Strangle North Korea?

Well this seems marvelous: the U.S. is finally pursuing an actual policy on North Korea! We did not, by the way, have one before—unless you count those "six-party talks" in which everyone would get in a room and watch the NK and U.S. envoys sit in their separate corners and refuse to talk to each other. Funny, the same thing used to happen quite a bit back in the fifth grade, but no one pretended we were disarming a nuclear power in the process. But now we're getting serious and plan to shut off Kim Jong-Il's funding:
The new strategies would intensify and coordinate efforts to track and freeze financial transactions that officials say enable the government of Kim Jong Il to profit from counterfeiting, drug trafficking and the sale of missile and other weapons technology.
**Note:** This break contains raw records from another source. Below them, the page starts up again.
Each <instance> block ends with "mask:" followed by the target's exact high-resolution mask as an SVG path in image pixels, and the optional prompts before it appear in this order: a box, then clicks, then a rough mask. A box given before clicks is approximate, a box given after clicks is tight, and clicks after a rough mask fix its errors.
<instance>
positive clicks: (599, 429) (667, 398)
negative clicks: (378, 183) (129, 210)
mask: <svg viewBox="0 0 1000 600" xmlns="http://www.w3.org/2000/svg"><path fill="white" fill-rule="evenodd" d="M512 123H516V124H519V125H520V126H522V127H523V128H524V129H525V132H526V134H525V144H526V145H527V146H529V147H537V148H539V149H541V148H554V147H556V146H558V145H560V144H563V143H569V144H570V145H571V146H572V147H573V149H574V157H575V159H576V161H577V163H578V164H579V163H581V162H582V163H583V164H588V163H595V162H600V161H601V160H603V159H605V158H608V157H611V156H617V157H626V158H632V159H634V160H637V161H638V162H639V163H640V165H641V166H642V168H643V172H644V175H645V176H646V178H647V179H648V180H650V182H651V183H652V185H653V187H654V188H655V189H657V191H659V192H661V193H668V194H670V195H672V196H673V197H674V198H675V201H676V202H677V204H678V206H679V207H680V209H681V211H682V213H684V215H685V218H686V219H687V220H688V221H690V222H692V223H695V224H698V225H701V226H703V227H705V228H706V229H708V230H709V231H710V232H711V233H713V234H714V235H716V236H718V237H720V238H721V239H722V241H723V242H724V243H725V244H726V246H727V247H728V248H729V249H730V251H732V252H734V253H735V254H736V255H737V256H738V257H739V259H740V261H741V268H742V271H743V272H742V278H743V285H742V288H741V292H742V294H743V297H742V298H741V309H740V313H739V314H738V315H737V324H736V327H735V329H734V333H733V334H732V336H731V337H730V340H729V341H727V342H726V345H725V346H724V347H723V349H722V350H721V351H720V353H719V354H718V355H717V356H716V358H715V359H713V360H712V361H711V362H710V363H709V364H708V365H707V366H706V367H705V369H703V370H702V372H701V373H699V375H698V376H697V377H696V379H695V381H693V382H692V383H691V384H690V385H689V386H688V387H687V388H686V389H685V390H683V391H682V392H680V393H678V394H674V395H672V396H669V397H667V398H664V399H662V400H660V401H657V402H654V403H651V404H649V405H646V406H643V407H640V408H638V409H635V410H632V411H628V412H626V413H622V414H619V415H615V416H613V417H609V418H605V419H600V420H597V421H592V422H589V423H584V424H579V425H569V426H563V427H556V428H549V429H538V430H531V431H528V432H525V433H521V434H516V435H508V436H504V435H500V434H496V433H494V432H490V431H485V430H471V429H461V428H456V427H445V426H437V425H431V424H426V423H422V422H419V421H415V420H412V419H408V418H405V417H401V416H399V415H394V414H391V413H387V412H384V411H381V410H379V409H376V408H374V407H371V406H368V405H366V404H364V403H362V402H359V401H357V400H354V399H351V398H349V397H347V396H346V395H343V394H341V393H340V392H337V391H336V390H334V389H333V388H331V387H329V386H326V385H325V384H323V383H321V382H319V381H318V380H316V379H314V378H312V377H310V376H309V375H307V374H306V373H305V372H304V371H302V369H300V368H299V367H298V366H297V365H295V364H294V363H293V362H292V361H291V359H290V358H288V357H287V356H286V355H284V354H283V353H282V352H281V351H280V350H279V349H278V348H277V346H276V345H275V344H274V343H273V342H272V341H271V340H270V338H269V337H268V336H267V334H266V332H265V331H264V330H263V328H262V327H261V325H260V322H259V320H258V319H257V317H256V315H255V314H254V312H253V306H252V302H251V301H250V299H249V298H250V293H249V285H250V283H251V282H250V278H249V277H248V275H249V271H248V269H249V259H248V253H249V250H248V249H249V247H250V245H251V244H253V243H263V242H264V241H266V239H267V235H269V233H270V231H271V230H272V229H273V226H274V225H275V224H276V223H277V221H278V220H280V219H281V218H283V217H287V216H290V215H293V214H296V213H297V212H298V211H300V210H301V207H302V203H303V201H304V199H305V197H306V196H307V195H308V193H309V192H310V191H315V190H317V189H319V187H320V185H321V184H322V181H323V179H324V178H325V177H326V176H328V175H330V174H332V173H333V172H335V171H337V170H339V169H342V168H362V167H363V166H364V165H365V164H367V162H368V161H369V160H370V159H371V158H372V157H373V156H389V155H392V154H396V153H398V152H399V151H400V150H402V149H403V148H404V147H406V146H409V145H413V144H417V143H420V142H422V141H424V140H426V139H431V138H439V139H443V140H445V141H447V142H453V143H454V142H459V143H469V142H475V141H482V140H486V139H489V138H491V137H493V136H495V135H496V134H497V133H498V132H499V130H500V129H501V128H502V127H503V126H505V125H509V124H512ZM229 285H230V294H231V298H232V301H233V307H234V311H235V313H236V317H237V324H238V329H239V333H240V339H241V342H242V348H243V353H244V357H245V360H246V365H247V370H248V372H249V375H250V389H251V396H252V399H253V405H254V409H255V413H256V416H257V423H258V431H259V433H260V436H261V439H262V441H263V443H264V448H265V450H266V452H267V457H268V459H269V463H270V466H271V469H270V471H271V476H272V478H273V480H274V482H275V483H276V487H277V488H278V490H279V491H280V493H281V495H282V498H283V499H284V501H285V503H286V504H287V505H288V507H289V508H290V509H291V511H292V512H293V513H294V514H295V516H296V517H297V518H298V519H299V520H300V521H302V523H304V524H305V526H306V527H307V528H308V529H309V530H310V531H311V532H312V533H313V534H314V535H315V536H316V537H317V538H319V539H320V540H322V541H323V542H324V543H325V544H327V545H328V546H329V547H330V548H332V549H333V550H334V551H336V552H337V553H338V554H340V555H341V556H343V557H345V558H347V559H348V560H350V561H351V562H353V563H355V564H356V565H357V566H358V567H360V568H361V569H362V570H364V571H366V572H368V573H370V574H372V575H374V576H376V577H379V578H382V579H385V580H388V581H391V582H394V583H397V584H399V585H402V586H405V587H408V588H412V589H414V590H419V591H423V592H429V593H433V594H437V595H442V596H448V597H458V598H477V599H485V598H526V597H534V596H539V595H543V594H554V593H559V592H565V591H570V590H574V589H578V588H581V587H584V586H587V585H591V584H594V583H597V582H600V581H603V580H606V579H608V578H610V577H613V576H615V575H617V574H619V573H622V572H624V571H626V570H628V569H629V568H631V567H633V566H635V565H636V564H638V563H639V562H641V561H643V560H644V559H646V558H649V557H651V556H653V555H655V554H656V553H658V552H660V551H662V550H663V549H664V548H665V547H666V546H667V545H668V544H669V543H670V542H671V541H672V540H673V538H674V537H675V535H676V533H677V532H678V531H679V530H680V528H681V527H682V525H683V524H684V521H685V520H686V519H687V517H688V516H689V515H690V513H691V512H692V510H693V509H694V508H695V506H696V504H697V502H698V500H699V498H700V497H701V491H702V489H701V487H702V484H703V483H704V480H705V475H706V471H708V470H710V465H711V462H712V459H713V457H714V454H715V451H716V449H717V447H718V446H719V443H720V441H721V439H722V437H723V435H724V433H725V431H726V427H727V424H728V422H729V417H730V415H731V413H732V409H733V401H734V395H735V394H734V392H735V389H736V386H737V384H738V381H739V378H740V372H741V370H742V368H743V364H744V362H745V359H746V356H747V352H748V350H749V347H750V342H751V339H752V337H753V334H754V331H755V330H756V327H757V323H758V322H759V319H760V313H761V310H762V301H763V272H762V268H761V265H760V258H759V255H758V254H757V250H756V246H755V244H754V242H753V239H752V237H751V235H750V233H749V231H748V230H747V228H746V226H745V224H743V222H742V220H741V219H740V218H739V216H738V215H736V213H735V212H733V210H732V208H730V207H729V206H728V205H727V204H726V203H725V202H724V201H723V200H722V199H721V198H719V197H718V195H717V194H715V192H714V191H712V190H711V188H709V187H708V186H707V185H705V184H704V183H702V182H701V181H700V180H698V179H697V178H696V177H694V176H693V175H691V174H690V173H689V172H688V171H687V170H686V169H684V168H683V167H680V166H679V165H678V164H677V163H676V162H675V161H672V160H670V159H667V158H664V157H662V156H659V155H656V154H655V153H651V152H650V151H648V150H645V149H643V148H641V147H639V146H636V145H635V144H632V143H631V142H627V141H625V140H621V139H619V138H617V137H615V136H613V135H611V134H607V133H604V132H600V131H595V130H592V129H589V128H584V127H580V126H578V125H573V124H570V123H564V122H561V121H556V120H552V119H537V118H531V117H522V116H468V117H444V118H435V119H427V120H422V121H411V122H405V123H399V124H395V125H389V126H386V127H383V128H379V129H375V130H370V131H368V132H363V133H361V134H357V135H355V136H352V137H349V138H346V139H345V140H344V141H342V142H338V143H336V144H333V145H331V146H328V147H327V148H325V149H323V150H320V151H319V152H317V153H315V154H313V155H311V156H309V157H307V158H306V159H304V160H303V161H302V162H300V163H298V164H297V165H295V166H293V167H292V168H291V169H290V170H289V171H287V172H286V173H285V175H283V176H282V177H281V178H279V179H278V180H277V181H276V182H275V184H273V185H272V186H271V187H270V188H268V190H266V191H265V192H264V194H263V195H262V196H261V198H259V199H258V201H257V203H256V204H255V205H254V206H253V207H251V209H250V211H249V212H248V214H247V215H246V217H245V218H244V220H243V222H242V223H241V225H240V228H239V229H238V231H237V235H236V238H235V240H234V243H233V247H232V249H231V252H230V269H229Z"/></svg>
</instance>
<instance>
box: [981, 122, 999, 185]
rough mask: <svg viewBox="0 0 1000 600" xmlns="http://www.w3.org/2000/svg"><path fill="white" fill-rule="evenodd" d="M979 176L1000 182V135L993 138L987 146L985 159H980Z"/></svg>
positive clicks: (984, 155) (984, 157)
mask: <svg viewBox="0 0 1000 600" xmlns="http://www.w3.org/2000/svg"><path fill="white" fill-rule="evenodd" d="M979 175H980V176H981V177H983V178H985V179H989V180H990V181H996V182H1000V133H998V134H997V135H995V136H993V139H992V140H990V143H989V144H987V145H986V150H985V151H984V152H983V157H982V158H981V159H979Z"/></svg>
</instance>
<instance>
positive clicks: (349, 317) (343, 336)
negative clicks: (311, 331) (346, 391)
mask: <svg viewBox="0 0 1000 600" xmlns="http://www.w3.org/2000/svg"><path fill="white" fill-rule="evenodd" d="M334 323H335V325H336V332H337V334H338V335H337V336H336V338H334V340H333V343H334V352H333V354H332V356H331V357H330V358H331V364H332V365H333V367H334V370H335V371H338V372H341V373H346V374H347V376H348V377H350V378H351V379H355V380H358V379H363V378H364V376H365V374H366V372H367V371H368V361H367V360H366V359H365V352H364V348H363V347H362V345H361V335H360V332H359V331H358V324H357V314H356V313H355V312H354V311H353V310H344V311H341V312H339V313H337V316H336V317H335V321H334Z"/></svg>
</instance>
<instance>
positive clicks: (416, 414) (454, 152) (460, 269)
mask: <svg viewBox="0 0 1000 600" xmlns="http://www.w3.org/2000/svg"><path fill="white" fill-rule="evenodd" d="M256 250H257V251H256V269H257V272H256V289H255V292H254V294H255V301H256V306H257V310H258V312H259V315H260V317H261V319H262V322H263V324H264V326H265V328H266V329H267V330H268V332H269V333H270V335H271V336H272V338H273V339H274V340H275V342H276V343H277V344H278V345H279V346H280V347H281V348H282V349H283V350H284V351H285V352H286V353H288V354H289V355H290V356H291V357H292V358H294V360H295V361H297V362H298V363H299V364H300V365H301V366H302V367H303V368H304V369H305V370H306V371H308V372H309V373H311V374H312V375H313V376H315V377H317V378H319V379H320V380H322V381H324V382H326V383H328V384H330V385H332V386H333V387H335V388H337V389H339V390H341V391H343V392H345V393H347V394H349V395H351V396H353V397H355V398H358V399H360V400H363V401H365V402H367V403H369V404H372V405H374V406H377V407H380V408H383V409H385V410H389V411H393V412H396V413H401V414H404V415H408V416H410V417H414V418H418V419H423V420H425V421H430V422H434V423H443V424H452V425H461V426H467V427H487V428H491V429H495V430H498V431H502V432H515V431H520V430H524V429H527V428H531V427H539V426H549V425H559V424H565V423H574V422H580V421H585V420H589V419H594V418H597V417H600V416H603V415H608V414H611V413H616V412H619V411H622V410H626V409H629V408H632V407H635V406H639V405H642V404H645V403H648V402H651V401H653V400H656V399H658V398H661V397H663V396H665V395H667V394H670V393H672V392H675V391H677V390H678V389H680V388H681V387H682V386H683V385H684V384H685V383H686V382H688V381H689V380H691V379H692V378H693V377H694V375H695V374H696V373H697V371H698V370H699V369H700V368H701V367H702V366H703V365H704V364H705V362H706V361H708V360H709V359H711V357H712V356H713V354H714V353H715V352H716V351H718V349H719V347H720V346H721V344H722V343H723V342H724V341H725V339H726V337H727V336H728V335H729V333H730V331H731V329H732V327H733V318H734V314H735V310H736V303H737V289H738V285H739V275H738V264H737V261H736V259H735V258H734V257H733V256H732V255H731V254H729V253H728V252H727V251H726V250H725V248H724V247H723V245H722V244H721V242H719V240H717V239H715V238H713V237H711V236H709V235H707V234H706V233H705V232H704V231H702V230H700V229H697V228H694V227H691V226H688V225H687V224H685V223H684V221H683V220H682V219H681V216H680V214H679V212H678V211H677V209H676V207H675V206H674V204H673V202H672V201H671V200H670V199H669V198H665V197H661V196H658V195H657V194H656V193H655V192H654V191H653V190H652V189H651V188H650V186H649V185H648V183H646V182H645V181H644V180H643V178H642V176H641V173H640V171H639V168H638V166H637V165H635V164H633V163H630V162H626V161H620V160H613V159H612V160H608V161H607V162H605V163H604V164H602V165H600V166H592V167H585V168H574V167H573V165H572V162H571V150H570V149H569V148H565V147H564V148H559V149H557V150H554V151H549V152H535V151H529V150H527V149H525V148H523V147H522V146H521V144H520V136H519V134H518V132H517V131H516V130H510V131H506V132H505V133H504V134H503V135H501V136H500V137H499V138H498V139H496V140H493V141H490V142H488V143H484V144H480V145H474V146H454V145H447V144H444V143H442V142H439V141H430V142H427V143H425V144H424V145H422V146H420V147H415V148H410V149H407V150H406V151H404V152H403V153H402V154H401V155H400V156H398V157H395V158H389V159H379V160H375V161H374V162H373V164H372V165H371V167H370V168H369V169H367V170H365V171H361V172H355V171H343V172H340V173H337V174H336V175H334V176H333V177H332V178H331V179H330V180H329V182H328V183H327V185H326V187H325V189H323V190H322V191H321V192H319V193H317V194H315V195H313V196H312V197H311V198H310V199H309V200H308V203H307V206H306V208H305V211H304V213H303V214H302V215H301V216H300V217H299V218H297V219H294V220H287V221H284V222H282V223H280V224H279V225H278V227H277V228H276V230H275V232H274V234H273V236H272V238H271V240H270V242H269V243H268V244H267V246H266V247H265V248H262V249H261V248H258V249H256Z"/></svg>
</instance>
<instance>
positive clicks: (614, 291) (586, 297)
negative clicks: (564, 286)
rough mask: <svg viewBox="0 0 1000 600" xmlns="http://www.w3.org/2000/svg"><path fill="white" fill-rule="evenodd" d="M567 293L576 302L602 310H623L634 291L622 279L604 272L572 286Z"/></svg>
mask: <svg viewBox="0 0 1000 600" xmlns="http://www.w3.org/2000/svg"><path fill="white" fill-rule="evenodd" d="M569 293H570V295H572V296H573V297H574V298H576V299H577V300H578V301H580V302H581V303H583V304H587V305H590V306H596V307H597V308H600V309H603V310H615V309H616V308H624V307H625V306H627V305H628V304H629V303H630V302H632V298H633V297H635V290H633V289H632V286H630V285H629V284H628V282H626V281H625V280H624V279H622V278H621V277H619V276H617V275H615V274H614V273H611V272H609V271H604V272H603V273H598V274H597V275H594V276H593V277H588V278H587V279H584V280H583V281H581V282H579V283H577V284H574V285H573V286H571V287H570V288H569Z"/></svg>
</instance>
Some officials describe the steps as building blocks for what could turn into a broader quarantine if American allies in Asia - particularly China and South Korea - can be convinced that Mr. Kim's declaration on nuclear weapons last week means he must finally be forced to choose between disarmament and even deeper isolation. China and South Korea have been reluctant to impose penalties on the North.
This seems in step with the hopes and dreams of White House hardliners—shut off North Korea's funding base and watch the regime collapse. Indeed, influential hawkish academics like Nick Eberstadt have been arguing (plausibly, I think) that all the aid we've been funneling to Pyongyang over the years has only helped prop up the regime. Fair enough, but I'm not convinced that the other countries in the region actually want to see North Korea collapse. Certainly it would be fantastic from a human rights perspective, but in the immediate aftermath, South Korea and China would receive a flood of refugees, and the inevitable downturn in SK's economy following "unification" could hit other Asian countries—especially Japan—quite hard. Which explains, I think, why SK and Japan have been quietly tossing buckets of money at Kim Jong Il's regime—it's not appeasement or an attempt to ward off aggression per se; it's an attempt to avert an economic disaster.

It's telling, I think, that Japan's current threats of "sanctions lite" against NK aren't meant to be all-encompassing or actually threaten the survival of the Pyongyang regime, but merely to put pressure on some of the elites to get back in talks. And Japanese PM Koizumi seems to be pursuing sanctions mainly because of popular pressure—I doubt Japanese political and business elites really want to see North Korea squeezed. I don't know if all this is right, but if it is, we could well see South Korea and Japan soon at odds with the United States over just how far to go in isolating Pyongyang.

UPDATE: See? South Korea's already backtracking on the hard-line, stating that NK's having a nuclear weapon "does not make it a nuclear weapons state."